Our call proved right… Electrosteel Steels taken over by lenders

The case of bankers stepping-in to change management control of BSE listed Electrosteel Steels, which has a debt of around Rs. 10,000 Crore, is a first-of-its-kind activism by institutional lenders in India. In March 2014, InGovern had highlighted the case of mis-governance at Electrosteel Steels and had called for “lenders as well as the public shareholders should hold the promoters and the Board more responsible in such cases and should take active role in removing those responsible for the mismanagement of funds” in our March 2014 newsletter.

The key-points of InGovern’s insights were:

  • Electrosteel Steels was a debt ridden company and had entered into a debt restructuring scheme with its lenders
  • This didn’t stop the promoters from proposing unjustified and exorbitant salary increases to their own relatively in-experienced family members
  • Salaries of Rs. 80,00,000 and Rs. 18,00,000 per annum were proposed for two promoter family members both of whom were young and comparatively inexperienced, with one having no corporate experience at all
  • InGovern perceived this as one of promoters’ “alternative outlets to take out cash from the company’s reserves, either in form of dividends or buybacks or, as in this case, through excessive remuneration to promoter members/relatives
  • This also jeopardize the ‘going-concern’ ability of a company with already-stressed financials
  • InGovern called for lenders and shareholders to be more active and if needed remove the management responsible for mismanagement of funds

The article published in our newsletter of March 2014 can be accessed from here.

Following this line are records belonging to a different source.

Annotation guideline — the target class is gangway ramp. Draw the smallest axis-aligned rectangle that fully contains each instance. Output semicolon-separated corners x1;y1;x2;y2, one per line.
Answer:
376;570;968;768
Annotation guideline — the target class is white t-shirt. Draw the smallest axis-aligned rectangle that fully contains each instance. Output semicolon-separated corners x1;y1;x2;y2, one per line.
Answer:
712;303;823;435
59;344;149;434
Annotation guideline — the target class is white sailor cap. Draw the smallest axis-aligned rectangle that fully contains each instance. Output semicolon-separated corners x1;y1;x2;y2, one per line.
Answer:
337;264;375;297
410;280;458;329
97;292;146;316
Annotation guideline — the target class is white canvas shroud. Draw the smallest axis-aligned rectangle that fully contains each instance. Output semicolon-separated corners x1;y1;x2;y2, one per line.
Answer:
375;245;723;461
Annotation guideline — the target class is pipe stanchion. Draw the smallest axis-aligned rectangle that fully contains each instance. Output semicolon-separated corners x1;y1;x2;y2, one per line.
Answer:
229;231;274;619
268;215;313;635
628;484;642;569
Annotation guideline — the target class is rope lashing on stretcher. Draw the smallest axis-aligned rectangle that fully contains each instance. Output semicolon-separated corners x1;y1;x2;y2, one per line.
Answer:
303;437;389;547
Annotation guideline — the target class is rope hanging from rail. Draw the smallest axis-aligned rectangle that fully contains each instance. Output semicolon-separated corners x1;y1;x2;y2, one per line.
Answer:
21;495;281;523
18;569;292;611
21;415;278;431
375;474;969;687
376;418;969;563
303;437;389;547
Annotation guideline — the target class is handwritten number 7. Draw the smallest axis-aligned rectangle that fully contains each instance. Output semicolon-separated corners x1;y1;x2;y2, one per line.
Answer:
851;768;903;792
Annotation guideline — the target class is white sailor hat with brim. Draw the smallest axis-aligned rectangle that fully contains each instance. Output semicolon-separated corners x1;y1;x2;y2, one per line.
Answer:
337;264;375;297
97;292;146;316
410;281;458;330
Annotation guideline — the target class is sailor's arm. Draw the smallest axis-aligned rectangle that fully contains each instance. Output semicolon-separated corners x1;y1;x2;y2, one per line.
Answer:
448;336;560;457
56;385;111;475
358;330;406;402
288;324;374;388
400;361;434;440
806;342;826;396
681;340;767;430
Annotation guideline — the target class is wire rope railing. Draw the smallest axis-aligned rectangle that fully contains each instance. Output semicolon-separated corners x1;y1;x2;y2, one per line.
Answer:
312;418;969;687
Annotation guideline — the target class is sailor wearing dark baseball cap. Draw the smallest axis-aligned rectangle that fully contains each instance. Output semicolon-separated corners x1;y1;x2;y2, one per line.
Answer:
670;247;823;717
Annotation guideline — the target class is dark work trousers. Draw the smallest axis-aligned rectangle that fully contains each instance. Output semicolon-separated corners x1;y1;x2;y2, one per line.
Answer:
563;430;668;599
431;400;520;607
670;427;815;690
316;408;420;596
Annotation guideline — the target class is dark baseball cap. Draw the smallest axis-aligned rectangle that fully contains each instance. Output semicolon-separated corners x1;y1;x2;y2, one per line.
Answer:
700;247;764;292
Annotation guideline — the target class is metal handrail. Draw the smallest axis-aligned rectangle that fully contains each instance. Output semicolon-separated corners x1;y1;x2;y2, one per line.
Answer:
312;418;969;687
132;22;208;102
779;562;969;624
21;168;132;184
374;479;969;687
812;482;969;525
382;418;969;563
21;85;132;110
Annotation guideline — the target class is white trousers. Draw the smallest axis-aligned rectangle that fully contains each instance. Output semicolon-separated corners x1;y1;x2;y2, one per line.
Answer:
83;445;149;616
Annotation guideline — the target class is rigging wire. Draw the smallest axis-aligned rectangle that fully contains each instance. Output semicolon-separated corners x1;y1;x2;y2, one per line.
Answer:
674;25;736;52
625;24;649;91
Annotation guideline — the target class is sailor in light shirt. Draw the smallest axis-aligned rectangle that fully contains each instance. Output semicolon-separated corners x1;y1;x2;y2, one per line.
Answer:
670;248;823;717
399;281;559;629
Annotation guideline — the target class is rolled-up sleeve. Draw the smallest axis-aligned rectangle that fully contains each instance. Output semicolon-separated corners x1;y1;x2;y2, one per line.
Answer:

Based on our article, the Times of India had also published a story “Promoters fatten their pay packs as staff get raw deal”.

InGovern has consistently maintained that bankers and other lenders, as capital providers, have a significant role to play in enhancing corporate governance in Indian companies. Banks should ensure that the companies’ board composition is right, capital is preserved, and action is taken as soon as signs of distress are noticed.